Columns 4-10 in File A have a 7-digit PO number, which is found in columns 7-13 of file B. What I need to do is parse File A to get a PO number, and then create a new sub-file from File B containing only those lines in File B which have the POs found in File A. The sub-file created is essentially the sub-set of vendors from File B who have orders found in File A.

I have tried a couple of things, but I'm really spinning my wheels on trying to make a one-liner for this. I could work it out in a script by defining variables, etc., but I'm curious whether someone knows a slick one-liner to do a task like this.
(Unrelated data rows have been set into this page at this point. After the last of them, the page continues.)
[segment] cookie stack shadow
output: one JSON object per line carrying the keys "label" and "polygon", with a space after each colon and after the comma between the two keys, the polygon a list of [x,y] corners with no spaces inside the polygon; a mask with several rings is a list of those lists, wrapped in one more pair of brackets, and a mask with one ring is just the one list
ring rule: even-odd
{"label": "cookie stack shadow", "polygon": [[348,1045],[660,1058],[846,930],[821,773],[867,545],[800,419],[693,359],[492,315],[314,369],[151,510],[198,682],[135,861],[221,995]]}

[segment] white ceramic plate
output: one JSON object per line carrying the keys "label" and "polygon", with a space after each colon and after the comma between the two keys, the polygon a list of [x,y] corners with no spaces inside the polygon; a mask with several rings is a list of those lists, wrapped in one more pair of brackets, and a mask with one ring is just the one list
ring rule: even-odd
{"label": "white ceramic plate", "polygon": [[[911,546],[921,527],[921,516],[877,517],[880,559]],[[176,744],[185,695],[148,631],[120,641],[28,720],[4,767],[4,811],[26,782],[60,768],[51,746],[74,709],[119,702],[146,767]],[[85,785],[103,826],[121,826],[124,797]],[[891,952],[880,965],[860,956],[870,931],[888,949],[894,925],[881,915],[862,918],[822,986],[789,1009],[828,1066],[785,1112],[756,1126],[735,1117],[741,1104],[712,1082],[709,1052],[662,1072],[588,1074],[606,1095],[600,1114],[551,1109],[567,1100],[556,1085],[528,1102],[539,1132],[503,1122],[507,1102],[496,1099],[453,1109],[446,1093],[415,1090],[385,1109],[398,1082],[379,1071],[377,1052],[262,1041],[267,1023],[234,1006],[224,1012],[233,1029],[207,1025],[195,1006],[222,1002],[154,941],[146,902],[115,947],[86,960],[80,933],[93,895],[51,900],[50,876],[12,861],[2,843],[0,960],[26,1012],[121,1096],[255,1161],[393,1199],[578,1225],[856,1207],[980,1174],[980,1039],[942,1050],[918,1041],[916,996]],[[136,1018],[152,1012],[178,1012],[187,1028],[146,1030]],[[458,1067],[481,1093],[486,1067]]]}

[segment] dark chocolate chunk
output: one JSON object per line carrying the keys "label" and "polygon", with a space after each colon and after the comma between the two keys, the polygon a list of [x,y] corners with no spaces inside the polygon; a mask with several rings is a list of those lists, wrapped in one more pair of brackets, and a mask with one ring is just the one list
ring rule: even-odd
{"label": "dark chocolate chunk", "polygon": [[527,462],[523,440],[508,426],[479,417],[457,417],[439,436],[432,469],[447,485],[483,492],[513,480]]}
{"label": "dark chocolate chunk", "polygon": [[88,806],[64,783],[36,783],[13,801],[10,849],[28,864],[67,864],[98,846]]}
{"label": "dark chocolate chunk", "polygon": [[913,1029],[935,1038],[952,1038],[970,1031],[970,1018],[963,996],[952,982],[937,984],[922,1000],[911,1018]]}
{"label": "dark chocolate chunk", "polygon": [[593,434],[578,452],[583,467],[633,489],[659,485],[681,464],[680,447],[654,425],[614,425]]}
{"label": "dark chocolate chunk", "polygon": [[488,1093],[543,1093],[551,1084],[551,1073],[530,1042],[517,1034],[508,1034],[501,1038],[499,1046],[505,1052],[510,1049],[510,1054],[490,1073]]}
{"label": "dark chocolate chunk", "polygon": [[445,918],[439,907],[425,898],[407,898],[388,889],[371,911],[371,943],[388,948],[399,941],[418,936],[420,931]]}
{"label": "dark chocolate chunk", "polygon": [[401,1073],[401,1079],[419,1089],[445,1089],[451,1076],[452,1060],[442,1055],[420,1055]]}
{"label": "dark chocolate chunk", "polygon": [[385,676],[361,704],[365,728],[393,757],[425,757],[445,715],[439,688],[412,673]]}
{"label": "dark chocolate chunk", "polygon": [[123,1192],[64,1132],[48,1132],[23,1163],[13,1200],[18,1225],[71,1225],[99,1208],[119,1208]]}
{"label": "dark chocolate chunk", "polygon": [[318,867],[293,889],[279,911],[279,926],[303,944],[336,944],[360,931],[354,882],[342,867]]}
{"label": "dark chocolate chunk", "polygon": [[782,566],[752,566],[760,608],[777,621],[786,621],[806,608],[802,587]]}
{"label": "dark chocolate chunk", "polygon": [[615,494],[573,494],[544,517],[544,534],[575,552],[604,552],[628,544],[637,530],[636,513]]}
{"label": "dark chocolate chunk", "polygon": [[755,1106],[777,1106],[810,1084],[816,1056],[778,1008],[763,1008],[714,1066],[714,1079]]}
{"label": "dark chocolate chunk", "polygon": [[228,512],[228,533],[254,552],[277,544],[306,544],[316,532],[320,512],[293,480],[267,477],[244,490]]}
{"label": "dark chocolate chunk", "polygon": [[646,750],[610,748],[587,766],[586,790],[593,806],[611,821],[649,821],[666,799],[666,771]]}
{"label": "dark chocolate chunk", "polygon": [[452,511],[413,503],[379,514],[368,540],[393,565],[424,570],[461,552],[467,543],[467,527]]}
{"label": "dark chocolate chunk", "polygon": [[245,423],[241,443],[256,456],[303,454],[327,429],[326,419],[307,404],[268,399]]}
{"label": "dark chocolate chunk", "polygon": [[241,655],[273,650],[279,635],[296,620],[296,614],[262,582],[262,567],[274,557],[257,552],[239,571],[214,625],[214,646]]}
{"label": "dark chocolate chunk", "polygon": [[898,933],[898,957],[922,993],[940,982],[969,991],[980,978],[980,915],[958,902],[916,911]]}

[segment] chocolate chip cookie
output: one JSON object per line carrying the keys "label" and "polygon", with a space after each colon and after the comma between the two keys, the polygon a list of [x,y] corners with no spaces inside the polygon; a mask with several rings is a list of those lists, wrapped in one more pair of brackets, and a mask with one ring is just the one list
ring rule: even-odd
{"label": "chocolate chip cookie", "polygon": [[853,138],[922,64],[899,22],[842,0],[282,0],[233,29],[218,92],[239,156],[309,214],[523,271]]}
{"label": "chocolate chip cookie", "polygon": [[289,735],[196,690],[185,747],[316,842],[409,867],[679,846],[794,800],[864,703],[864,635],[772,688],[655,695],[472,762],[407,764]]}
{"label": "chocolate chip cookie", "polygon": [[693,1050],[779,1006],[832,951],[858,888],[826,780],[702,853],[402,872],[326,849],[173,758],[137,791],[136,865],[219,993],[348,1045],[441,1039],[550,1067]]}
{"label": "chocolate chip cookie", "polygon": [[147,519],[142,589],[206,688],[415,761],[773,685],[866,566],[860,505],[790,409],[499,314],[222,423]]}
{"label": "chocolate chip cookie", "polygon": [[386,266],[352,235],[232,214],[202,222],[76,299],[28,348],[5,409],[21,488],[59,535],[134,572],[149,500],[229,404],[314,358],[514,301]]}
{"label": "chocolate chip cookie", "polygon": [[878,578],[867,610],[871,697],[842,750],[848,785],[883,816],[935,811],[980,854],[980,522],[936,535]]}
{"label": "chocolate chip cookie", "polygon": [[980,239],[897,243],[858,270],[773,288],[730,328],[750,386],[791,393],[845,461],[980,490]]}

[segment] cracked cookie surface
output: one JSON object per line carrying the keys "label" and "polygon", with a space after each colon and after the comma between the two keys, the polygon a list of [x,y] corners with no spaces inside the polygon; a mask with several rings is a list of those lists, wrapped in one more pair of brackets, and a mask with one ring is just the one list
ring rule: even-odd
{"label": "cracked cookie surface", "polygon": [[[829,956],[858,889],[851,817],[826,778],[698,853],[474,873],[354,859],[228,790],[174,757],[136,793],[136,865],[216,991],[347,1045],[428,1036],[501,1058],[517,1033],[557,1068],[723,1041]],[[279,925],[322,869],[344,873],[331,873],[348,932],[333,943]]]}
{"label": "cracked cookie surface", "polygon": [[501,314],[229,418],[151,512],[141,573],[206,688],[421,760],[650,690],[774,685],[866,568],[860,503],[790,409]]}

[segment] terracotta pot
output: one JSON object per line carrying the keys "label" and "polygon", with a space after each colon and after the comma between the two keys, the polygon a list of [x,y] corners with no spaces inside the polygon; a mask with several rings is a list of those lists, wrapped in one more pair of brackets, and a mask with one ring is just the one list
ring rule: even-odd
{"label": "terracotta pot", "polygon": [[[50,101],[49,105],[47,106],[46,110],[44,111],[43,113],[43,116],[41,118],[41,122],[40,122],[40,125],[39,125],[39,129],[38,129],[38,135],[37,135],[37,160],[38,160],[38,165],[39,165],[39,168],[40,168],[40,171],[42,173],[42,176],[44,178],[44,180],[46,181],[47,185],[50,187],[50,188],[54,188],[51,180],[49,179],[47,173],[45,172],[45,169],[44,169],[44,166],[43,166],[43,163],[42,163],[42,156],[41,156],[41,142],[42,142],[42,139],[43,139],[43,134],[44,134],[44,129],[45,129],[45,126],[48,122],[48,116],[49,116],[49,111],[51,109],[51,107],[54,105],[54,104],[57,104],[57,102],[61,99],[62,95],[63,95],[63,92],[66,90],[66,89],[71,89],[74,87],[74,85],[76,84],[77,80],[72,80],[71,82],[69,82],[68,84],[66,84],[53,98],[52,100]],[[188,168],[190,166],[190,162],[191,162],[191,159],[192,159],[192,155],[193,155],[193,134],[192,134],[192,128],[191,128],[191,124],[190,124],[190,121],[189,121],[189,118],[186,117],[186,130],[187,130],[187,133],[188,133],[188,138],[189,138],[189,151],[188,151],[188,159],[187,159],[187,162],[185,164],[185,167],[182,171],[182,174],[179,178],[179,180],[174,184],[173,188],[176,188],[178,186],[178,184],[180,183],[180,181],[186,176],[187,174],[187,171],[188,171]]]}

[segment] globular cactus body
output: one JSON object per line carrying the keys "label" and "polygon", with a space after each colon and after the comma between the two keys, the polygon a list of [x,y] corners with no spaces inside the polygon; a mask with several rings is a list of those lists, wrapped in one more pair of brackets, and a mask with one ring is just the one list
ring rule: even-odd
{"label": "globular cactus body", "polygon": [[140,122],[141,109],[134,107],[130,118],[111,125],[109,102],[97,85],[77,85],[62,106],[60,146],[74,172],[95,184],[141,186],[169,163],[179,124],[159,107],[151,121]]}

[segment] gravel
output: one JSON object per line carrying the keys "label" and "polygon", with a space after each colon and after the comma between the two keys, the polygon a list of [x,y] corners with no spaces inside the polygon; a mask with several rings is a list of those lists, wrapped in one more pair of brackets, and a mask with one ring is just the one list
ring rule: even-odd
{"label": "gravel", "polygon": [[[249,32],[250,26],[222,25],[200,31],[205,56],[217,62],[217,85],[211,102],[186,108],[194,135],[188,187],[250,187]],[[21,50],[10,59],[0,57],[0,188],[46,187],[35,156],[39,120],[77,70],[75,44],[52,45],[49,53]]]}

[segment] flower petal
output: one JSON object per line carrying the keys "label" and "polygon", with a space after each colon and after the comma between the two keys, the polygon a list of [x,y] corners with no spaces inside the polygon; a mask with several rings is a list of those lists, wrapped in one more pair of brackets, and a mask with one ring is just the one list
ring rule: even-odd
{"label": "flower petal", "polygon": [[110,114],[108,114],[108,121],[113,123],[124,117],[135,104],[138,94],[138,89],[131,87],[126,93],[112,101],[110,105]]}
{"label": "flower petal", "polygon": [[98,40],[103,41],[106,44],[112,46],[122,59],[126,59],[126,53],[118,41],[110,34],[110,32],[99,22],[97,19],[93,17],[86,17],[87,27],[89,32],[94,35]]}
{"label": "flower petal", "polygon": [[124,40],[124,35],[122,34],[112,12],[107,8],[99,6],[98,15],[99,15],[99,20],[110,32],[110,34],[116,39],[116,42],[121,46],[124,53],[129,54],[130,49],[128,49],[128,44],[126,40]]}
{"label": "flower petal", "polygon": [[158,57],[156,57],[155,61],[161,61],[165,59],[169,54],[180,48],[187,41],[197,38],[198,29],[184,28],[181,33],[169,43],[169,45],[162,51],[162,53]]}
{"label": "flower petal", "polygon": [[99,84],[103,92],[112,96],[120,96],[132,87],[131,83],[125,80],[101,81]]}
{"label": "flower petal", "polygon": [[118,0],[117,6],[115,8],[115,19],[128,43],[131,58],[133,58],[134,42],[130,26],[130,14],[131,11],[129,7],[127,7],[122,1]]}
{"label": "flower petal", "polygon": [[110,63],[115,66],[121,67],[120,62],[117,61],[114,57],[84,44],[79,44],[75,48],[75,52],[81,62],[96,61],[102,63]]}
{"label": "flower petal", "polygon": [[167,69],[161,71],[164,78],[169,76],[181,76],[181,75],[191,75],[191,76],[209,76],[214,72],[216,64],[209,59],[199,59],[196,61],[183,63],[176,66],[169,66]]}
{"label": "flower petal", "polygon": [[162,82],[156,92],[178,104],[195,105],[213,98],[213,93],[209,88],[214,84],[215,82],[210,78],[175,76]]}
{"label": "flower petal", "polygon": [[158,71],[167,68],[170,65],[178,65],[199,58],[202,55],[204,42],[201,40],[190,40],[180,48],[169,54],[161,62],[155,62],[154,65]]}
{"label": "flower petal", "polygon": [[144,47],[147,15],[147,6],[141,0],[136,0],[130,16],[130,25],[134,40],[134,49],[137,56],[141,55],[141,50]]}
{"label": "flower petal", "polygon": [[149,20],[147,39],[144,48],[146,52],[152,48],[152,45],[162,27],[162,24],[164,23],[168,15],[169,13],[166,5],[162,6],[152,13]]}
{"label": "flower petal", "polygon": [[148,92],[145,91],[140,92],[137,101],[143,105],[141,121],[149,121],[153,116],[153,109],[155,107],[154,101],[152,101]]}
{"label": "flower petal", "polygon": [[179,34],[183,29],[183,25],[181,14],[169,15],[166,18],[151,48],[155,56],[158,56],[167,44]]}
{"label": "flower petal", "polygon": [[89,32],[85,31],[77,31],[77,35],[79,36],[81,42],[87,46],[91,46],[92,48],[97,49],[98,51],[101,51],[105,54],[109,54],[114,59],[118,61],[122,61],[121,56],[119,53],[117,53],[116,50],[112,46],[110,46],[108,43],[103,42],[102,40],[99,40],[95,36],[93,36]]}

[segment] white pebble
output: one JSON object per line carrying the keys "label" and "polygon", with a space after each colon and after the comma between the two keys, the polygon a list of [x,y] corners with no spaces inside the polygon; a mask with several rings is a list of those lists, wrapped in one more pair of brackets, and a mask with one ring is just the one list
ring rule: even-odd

The two referenced methods put together ought to do it, but I'm not quite getting it.

Community
  • 1
  • 1
noogrub
  • 872
  • 2
  • 12
  • 20

3 Answers3

1
sed 's_^...\(\d\{7\}\).*_/^.\{6\}\1/p_' FIRSTFILE > FILTERLIST
sed -n -f FILTERLIST SECONDFILE > FILTEREDFILE

The first line generates a sed script from firstfile than the second line uses that script to filter the second line. This can be combined to one line too...

If the files are not that big you can do something like

awk 'BEGIN { # read the whole FIRSTFILE PO numbers to an array }
     substr($0,7,7} in array { print $0 }' SECONDFILE > FILTERED

You can do it like (but it will find the PO numbers anywhere on a line)

fgrep -f <(cut -b 4-10 FIRSTFILE) SECONDFILE 
Zsolt Botykai
  • 50,406
  • 14
  • 85
  • 110
1

Here's a one-liner:

egrep -f <(cut -c4-10 A | sed -e 's/^/^.{6}/') B

It looks like the POs in file B actually start at column 8, not 7, but I made my regex start at column 7 as you asked in the question.

And in case there's the possibility of duplicates in A, you could increase efficiency by weeding those out before scanning file B:

egrep -f <(cut -c4-10 A | sort -u | sed -e 's/^/^.{6}/') B
dg99
  • 5,456
  • 3
  • 37
  • 49
  • Rock and roll! The second one works like a charm - you were right, my column count was off but that's easy to adjust. Thanks for the fast answer. Cut! Cut! I need to remember cut... – noogrub Jul 03 '14 at 19:35
1

Another way using only grep:

grep -f <(grep -Po '^.{3}\K.{7}' fileA) fileB

Explanation:

  1. -P for perl regex
  2. -o to select only the match
  3. \K is Perl positive lookbehind
Tiago Lopo
  • 7,619
  • 1
  • 30
  • 51